14.8 Clustering Quality Assessment
Evaluate the quality of your functional modules by examining:
Module Size Distribution: Check if modules have reasonable sizes (not too many singleton modules or one dominant large module) and investigate clusters that are major outliers.
Silhouette score plot
Biological Interpretation: Most importantly, examine whether the grouped pathways represent coherent biological processes or functions.
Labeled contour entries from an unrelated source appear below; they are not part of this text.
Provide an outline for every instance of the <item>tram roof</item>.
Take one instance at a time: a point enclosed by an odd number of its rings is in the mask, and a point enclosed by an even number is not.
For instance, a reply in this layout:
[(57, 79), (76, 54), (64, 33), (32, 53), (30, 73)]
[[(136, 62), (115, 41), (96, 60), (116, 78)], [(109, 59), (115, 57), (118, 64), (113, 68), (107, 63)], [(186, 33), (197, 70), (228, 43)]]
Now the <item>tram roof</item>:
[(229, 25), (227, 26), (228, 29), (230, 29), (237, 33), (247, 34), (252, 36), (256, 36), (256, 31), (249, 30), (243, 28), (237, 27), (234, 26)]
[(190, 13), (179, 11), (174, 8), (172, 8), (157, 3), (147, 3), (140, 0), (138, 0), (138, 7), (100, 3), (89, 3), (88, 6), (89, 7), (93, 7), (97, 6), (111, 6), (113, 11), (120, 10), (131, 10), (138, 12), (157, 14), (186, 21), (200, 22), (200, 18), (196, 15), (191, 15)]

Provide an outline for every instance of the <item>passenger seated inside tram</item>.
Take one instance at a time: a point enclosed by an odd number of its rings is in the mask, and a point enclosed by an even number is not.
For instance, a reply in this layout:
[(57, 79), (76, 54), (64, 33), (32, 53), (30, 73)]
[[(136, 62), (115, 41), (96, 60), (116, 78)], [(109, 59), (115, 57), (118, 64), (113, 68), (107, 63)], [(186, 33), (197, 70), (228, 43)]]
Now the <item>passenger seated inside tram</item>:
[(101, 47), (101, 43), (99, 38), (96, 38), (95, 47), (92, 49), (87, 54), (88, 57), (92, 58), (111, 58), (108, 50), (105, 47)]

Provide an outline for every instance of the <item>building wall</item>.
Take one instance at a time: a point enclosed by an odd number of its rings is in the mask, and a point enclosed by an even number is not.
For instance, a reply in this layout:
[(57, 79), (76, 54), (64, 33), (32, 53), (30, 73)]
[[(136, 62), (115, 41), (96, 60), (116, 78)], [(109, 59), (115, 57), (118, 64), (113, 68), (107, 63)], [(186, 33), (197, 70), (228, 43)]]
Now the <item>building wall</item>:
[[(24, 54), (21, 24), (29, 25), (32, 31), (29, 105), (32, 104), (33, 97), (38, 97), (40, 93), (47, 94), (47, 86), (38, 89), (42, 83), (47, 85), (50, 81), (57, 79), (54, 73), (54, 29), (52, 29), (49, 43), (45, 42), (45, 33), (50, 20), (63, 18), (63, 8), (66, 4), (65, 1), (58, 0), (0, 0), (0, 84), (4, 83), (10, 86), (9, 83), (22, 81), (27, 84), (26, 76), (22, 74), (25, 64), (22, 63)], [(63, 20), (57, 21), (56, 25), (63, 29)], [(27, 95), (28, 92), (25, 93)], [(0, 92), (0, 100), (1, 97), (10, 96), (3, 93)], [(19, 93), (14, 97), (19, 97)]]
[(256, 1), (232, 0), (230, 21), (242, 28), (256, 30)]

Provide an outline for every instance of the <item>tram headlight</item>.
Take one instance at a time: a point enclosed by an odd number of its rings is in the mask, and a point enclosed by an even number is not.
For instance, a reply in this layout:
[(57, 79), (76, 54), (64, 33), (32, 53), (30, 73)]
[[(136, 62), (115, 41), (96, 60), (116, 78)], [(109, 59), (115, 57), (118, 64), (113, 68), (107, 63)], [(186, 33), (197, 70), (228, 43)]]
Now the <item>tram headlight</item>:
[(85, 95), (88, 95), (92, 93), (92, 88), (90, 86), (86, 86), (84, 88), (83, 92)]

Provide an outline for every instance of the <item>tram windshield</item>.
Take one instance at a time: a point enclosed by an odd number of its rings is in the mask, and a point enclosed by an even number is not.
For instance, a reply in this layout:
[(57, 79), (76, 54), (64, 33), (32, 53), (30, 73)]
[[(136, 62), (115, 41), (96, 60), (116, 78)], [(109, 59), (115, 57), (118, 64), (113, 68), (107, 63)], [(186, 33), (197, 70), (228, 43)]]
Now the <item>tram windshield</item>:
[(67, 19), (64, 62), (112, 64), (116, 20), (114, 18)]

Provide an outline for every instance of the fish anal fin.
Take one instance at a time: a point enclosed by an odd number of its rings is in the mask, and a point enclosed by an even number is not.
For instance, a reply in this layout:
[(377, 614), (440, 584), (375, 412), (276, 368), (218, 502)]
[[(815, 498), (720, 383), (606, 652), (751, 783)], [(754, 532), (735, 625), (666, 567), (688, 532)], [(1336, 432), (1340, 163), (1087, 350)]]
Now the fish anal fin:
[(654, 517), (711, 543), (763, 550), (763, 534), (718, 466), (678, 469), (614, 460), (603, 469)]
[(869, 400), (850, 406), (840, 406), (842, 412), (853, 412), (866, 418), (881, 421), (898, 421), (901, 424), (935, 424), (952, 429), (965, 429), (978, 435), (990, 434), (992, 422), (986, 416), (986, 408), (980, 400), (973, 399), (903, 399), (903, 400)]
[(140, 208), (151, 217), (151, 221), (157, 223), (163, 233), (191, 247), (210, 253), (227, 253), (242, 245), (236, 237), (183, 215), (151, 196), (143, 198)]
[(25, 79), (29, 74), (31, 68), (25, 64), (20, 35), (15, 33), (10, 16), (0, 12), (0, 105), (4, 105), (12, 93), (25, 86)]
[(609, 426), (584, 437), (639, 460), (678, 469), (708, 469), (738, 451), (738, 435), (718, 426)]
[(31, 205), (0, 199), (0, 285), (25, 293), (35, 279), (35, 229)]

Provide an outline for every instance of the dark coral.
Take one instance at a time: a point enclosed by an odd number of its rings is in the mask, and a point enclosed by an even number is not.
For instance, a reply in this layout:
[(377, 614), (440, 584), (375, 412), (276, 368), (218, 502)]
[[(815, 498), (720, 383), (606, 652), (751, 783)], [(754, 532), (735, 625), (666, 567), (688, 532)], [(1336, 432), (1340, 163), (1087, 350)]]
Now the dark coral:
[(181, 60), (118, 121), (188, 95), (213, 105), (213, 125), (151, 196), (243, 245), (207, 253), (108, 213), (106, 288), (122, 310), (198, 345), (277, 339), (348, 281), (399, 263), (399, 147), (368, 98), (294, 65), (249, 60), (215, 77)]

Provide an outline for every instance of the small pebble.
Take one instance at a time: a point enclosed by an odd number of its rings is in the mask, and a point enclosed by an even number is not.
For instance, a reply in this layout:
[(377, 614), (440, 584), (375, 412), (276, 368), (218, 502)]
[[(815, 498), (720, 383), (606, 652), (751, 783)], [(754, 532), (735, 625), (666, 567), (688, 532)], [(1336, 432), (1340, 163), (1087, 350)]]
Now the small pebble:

Statistical optimization alone doesn’t guarantee biological meaningfulness - modules should tell a clear biological story.
14.9 Next Steps
Once your functional module identification is complete:
- Download Results: Save both the table and R object for backup and further analysis
- Proceed to LLM Interpretation: Click the “Next” button to move to LLM Interpretation for AI-powered functional annotations of your modules
The functional modules will automatically be available for the next step in your MAPA analysis workflow, where you can add biological context and interpretations using large language models.